Task: add missing sentence-level annotations to Exmaralda files

AP told me that 20 of the Exmaralda-annotated MAZ176 files don't have a tiger:sentence tier.

$ for i in *.exb ; do grep -cH "category=\"sentence\"" $i ; done | grep "0$"
maz-00001.exb:0
maz-00002.exb:0
maz-1423.exb:0
maz-1453.exb:0
maz-1679.exb:0
maz-1757.exb:0
maz-1818.exb:0
maz-2316.exb:0
maz-2609.exb:0
maz-2611.exb:0
maz-2669.exb:0
maz-3073.exb:0
maz-3080.exb:0
maz-3110.exb:0
maz-3277.exb:0
maz-3367.exb:0
maz-3377.exb:0
maz-3415.exb:0
maz-3547.exb:0
maz-4031.exb:0

The annotations mentioned are present in the Exmaralda files I gave to the annotator:

$ /tmp/pcc176_tiger2exmaralda $ ack-grep -c "category=\"sentence\"" | cut -d : -f 2 | uniq 
1

In [1]:
import os
import glob
from operator import itemgetter, attrgetter

from lxml import etree
from discoursegraphs import DiscourseDocumentGraph, EdgeTypes

In [5]:
from discoursegraphs.readwrite.exmaralda import ExmaraldaDocumentGraph

In [2]:
BROKEN_EXMARALDA_DIR = os.path.expanduser('~/repos/pcc-annis-merged/maz176/information-structure/')
exmaralda_files = glob.glob(os.path.join(BROKEN_EXMARALDA_DIR, '*.exb'))

In [9]:
from discoursegraphs.readwrite import MMAXDocumentGraph
from discoursegraphs.readwrite.exmaralda import write_exb

MMAX_DIR = os.path.expanduser('/home/arne/repos/pcc-annis-merged/maz176/coreference/')

In [20]:
for exmaralda_file in exmaralda_files:
    doc_id = os.path.basename(exmaralda_file).split('.')[0]
    edg = ExmaraldaDocumentGraph(
        exmaralda_file,
        ignored_tier_categories=['syntax', 'pos', 'sentence', 'chain', 'markable', 'secedge'])
    mdg = MMAXDocumentGraph(os.path.join(MMAX_DIR, doc_id+'.mmax'),
                            ignore_sentence_annotations=False)
    mdg.merge_graphs(edg)
    write_exb(mdg, '/tmp/{}_with_sentences.exb'.format(doc_id))
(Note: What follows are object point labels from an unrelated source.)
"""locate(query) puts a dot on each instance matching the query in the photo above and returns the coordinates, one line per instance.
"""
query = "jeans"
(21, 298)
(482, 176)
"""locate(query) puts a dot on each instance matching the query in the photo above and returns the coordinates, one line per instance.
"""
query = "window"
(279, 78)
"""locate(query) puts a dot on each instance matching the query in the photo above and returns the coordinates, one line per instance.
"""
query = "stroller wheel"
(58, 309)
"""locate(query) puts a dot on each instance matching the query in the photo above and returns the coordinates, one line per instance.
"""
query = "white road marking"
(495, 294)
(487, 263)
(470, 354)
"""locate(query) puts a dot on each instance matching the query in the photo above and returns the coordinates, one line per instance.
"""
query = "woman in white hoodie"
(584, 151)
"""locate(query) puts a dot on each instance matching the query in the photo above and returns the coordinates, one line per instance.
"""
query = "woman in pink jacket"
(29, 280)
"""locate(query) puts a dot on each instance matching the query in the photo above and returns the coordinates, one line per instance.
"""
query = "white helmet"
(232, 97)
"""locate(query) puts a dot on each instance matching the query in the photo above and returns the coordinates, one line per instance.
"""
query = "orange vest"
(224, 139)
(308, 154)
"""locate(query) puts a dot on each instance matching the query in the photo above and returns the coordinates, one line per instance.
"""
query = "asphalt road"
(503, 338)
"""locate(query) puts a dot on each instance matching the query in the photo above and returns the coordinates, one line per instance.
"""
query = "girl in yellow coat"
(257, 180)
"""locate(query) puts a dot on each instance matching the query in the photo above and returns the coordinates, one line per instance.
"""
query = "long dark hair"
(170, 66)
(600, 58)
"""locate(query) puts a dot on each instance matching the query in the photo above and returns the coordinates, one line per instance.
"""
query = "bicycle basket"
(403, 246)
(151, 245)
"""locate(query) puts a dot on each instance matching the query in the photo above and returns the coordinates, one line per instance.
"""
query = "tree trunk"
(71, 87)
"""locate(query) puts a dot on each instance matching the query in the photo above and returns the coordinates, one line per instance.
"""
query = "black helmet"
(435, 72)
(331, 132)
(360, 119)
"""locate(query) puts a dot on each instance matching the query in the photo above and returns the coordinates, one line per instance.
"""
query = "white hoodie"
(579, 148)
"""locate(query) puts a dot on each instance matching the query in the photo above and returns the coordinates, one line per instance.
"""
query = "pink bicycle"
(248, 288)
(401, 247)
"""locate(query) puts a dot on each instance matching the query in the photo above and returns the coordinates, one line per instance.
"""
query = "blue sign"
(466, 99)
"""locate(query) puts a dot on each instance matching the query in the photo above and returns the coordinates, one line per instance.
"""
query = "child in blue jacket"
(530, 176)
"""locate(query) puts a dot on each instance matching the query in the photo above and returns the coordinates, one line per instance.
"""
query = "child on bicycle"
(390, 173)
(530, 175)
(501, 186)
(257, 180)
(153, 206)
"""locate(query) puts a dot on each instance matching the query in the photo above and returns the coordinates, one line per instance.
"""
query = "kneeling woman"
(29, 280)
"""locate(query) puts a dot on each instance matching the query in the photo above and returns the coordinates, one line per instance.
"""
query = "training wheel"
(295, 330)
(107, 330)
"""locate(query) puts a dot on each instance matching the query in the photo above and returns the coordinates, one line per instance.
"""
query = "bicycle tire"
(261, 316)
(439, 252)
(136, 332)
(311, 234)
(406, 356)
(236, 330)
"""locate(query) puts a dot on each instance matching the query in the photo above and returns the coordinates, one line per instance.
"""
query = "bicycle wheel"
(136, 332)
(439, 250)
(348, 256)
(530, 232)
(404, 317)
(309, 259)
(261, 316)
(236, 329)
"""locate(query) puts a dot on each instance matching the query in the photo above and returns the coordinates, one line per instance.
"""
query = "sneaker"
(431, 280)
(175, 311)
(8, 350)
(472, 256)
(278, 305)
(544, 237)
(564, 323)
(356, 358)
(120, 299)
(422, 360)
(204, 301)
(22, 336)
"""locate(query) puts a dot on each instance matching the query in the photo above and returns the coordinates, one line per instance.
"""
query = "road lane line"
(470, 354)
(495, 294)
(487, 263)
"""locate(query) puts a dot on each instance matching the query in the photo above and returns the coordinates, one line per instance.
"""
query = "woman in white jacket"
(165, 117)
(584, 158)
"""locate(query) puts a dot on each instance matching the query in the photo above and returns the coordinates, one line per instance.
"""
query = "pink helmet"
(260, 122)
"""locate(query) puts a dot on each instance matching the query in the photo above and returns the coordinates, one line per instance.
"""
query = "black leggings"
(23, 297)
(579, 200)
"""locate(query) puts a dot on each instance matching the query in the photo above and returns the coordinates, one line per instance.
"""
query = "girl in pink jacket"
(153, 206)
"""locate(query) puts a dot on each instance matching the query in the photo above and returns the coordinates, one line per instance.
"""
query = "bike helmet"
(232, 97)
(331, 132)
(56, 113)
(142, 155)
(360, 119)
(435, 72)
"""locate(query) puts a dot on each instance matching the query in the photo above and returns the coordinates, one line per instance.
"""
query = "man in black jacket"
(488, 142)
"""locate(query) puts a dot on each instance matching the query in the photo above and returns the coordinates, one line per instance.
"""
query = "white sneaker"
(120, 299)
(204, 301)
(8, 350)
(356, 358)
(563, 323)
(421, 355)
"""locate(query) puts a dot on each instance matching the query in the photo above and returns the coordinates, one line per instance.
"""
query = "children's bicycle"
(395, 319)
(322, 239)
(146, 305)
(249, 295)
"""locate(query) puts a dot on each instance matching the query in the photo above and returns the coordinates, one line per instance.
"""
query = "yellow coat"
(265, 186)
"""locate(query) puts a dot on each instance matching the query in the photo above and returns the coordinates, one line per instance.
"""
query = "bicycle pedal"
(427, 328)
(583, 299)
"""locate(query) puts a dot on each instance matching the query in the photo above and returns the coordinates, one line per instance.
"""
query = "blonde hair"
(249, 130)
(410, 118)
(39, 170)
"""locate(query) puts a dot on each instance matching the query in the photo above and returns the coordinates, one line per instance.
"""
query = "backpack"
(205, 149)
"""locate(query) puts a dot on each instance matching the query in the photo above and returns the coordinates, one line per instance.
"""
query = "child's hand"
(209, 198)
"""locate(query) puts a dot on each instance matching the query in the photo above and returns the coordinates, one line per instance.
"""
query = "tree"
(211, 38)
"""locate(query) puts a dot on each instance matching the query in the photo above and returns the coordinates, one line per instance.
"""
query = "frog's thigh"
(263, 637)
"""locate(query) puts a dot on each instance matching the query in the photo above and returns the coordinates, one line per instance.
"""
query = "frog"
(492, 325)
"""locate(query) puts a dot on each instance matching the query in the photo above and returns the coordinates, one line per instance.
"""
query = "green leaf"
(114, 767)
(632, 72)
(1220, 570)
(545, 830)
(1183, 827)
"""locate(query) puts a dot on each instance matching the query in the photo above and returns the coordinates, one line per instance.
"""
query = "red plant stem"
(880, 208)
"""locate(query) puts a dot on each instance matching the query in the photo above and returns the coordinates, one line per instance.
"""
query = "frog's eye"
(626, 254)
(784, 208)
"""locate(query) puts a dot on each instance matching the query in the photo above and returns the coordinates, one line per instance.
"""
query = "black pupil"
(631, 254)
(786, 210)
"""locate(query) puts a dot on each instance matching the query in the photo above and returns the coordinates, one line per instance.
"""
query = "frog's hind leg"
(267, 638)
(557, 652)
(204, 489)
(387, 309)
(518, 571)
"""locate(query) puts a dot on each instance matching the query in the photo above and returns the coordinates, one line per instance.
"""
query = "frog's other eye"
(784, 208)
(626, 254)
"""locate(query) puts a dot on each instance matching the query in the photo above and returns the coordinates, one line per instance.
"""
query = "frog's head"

get all tier categories from the corpus

TODO: There are two odd tier categories in here:

    * SEGMENNT-1
    * v

In [21]:
from collections import Counter

tier_categories = Counter()

for exmaralda_file in exmaralda_files:
    edg = ExmaraldaDocumentGraph(exmaralda_file)
    for tier_id in select_nodes_by_layer(edg, 'exmaralda:tier'):
        tier_categories[edg.node[tier_id]['exmaralda:category']] += 1

tier_categories.most_common()


Out[21]:
[('syntax', 1077),
 ('sentence', 312),
 ('SEGMENT', 183),
 ('SEGMENT-1', 166),
 ('SEGMENT-2', 111),
 ('markable', 55),
 ('chain', 40),
 ('THETICITY', 20),
 ('TOPIC', 20),
 ('THETICITY-1', 19),
 ('SEGMENT-3', 19),
 ('secedge', 11),
 ('THETICITY-2', 9),
 ('THETICITY-3', 2),
 ('SEGMENT-4', 1),
 ('SENTENCE-1', 1),
 ('SEGMENTT-1', 1),
 ('THETIC-1', 1),
 ('THETIC-2', 1),
 ('SEGMENT4', 1),
 ('SEGMENNT-1', 1),
 ('v', 1)]

In [ ]: